1. Big families are bad
Because of the easy to see association between fertility rates and gross domestic product per capita, assumptions are made that smaller families will lead to richer people. However, there isn’t evidence that the causal relationship is in that direction. It’s possible that getting richer leads to smaller families. Duflo discussed two types of studies (“fertility shocks”1 and study on China’s one-child policy2) to provide evidence as to why big families are not necessarily bad for children. However, given that a fixed number of resources must be spread out between a larger number of people, they suggest that it is, in fact, mothers who often lose out as family size grows.

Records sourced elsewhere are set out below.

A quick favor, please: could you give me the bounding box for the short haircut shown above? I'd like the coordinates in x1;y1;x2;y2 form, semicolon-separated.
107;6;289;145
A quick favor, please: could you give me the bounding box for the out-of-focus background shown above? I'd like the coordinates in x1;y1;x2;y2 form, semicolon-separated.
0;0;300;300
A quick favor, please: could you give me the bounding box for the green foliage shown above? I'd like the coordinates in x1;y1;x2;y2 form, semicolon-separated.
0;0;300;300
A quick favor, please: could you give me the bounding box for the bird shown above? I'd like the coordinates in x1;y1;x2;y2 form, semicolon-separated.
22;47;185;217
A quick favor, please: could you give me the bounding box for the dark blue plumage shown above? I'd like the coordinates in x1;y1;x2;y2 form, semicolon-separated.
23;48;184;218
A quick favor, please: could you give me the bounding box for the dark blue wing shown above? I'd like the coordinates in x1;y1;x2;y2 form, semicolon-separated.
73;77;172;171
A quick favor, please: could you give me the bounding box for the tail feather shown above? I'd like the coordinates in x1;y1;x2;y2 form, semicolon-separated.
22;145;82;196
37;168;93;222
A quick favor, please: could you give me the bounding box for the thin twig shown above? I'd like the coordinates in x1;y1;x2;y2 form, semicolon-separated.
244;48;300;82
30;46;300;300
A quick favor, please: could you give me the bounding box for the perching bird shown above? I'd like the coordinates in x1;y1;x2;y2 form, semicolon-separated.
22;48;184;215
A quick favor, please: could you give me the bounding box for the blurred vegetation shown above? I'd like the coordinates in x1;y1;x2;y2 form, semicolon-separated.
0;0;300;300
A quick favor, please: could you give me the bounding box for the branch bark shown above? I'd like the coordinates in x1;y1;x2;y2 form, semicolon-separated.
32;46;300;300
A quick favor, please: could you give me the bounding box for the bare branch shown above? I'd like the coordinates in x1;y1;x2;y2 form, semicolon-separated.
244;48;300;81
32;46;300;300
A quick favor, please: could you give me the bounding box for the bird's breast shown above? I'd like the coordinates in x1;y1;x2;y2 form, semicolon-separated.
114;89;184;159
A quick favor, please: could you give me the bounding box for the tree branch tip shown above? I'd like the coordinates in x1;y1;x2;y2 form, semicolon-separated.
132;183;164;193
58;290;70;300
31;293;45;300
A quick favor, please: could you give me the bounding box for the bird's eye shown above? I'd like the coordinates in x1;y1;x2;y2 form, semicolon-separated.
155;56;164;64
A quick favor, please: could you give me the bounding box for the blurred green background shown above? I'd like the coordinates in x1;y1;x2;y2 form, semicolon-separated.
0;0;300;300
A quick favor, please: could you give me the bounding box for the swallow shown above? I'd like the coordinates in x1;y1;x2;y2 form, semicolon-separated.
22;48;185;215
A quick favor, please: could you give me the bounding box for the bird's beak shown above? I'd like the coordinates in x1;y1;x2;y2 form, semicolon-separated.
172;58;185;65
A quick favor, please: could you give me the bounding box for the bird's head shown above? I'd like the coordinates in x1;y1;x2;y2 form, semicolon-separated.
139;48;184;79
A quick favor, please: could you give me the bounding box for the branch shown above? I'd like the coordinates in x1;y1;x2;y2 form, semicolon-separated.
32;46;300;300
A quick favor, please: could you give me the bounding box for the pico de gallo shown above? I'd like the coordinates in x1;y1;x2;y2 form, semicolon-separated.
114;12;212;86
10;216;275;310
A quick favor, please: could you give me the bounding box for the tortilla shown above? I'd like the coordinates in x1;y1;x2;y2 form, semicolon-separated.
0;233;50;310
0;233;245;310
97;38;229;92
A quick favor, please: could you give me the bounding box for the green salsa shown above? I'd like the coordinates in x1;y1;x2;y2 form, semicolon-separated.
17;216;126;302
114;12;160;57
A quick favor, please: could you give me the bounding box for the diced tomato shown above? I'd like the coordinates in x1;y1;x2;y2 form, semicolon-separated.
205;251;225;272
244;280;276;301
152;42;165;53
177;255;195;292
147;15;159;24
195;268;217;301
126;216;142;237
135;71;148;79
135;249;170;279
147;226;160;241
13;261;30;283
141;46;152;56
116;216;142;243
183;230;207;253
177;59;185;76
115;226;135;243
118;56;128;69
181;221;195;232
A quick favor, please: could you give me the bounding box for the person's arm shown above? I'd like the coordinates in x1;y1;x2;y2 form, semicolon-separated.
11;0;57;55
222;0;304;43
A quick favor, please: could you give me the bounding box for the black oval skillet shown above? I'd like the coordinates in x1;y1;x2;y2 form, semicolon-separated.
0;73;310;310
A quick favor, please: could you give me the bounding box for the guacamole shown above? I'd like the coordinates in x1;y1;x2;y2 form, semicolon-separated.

Larger families sizes are associated with a reduced opportunity for women to work and control finances within the family.
2. Lack of access to contraceptives leads to large families
Duflo argued that low usage of contraceptives is not necessarily an indication of a lack of access to contraceptives.3,4 She and Banerjee conclude on the topic: “Contraceptive access may make people happy by giving them a much more convenient way to control their fertility than the available alternative. But it appears to do, in itself, little to reduce fertility” (110).
Duflo and Banerjee argue that some of the major causes of large families are cultural norms, the fact that children are “financial instruments” who may care for parents in old age, and a lack of agency within the family for women.
Overall, the book and discussion challenge assumptions we have about the poor and how to improve the lives of the poor. While getting policies, institutions and systems right can be extremely difficult, Duflo and Banerjee identify a number of surprising interventions that can improve people’s lives. Taken as a whole, the book shows the interconnectedness of many factors relating to poverty alleviation. The chapter on population concludes that proper policies and interventions that will most effectively address population having little to do with it directly:
The most effective population policy might therefore be to make it unnecessary to have so many children (in particular, so many male children). Effective social safety nets (such as health insurance or old age pensions) or even the kind of financial development that enables people to profitably save for retirement could lead to a substantial reduction in fertility and perhaps also less discrimination against girls (125).
1. Joshua Angrist, Victor Lavy, and Analia Schlosser, “New Evidence on the Causal Link Between the Quantity and Quality of Children,” NBER Working Paper W11835 (2005).
2. Nancy Qian, “Quantity-Quality and the One Child Policy: The Positive Effect of Family Size on School Enrollment in China,” NBER Working Paper W14973 (2009).
3. Mark Pitt, Mark Rosenzweig, and Donna Gibbons, “The Determinants and Consequences of the Placement of Government Programs in Indonesia,” World Bank Economic Review 7(3) (1993): 319-348.
4. Lant H. Pritchett, “Desired Fertility and the Impact of Population Policies,” Population and Development Reivew 20(1) (1994): 1-55.